Diagnosis and Treatment
Diagnosis of meningitis is based on a history of the above symptoms and examination for rash, neck stiffness, neurological symptoms and signs of serious infection. Provided that the patient does not have signs of raised intracranial pressure, a lumbar puncture can be performed10; otherwise, a CT scan of the brain must first be performed. A lumbar puncture involves inserting a needle into the layers surrounding the spinal cord in order to remove some of the cerebrospinal fluid (CSF). In bacterial meningitis, the CSF becomes cloudy and bacteria may be detected by PCR testing or culture of the fluid11. Blood cultures are taken before antibiotics are started to help identify the bacteria responsible, and a throat swab may also be taken. In viral meningitis, the CSF remains clear and no bacteria can be detected, leading to the use of the confusing term 'aseptic meningitis' for such CSF samples – an 'aseptic meningitis' may also be due to a spirochaete, TB, fungus or amoeba.
When bacterial meningitis or meningococcal septicaemia is suspected, antibiotics are started as soon as blood samples have been taken for culture. Out of hospital, suspected meningitis can be treated with benzyl penicillin. Treatment is usually with a third-generation cephalosporin antibiotic such as cefotaxime, ceftriaxone or ceftazidime, with adjustments being made once tests reveal the bacterium responsible and the antibiotics to which it is sensitive. Steroids are sometimes given alongside antibiotics in order to treat swelling around the brain and reduce the risk of long-term consequences such as deafness. Ampicillin is given to pregnant women and individuals with an impaired immune system to cover the possibility of listeria. In order to target the appropriate range of bacteria, newborns are treated with the antibiotics penicillin and gentamicin.
In viral meningitis due to herpes simplex, treatment is with the antiviral acyclovir. There is no specific treatment for meningitis due to other viruses, though drugs may be given to reduce swelling of the brain.

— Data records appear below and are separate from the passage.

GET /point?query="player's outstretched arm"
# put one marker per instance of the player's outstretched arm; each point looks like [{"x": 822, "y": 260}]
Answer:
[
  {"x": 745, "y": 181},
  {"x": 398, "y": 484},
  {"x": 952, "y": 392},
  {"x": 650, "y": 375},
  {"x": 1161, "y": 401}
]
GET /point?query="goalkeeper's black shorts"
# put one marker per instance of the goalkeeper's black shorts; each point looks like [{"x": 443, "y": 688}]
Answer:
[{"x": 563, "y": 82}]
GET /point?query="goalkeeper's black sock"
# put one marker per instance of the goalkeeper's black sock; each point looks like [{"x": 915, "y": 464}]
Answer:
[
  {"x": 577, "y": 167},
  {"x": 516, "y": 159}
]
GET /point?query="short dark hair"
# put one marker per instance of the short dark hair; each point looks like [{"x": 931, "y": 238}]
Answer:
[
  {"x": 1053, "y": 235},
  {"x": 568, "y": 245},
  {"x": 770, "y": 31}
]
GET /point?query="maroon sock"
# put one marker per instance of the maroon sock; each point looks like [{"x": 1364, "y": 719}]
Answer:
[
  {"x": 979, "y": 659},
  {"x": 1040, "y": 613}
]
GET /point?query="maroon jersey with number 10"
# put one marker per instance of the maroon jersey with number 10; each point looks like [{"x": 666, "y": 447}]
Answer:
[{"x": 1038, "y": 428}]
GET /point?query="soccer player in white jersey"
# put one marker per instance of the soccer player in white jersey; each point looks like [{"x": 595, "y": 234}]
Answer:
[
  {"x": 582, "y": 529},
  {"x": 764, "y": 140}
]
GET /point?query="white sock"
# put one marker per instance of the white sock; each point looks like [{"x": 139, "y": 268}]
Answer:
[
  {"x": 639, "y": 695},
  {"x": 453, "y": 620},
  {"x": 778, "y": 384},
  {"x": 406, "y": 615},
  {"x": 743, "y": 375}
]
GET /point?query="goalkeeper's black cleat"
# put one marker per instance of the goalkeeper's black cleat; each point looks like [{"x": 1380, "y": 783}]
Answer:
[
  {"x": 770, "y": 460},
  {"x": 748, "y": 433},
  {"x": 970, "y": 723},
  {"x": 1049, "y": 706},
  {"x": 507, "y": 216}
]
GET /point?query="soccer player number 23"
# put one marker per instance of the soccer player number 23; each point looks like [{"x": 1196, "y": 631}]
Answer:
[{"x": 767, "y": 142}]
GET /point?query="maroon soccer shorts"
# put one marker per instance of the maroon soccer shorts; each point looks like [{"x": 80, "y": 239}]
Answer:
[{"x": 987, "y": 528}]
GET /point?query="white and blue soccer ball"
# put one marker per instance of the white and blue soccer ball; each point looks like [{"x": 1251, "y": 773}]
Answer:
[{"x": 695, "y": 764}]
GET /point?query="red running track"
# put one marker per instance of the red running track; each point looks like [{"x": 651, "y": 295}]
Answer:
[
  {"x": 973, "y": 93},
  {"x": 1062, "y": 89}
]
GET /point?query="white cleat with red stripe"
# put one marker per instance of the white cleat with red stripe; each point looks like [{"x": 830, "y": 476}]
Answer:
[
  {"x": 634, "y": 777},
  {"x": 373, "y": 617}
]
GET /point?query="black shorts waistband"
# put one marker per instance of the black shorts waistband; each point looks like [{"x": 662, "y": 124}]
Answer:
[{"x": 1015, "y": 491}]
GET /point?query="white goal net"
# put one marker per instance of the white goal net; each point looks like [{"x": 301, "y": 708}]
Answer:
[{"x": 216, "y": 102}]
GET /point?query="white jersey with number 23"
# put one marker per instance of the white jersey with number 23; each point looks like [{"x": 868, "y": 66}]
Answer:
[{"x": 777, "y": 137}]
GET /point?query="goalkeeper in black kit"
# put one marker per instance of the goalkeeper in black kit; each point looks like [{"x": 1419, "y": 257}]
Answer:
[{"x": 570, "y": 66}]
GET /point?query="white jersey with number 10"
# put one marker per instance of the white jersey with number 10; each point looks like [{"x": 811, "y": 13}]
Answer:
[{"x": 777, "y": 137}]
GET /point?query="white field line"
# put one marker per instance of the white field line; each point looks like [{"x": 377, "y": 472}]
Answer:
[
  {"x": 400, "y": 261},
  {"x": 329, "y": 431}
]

Without treatment, bacterial meningitis is typically fatal. With treatment, the prognosis varies with age: the death rate is around 10% on average, with adults and newborns having a 20% chance of dying and children having only a 2% chance. However, 15% of the children who survive suffer from hearing loss, epilepsy or learning difficulties, and around a third of adults suffer from either hearing loss or some form of cognitive impairment12.
Viral meningitis is rarely fatal and tends not to have long-term effects. However, this does not mean viral infections never cause harm – viral encephalitis has a death rate of 20% and is associated with a risk of severe long-term brain damage.
Treatment of Contacts
Individuals who have been in close contact with an individual with bacterial meningitis are usually followed up by a public health team and given antibiotic treatment to prevent them falling ill (chemoprophylaxis). This usually consists of rifampicin, ciprofloxacin or a cephalosporin. However, no follow-up is required for pneumococcal meningitis.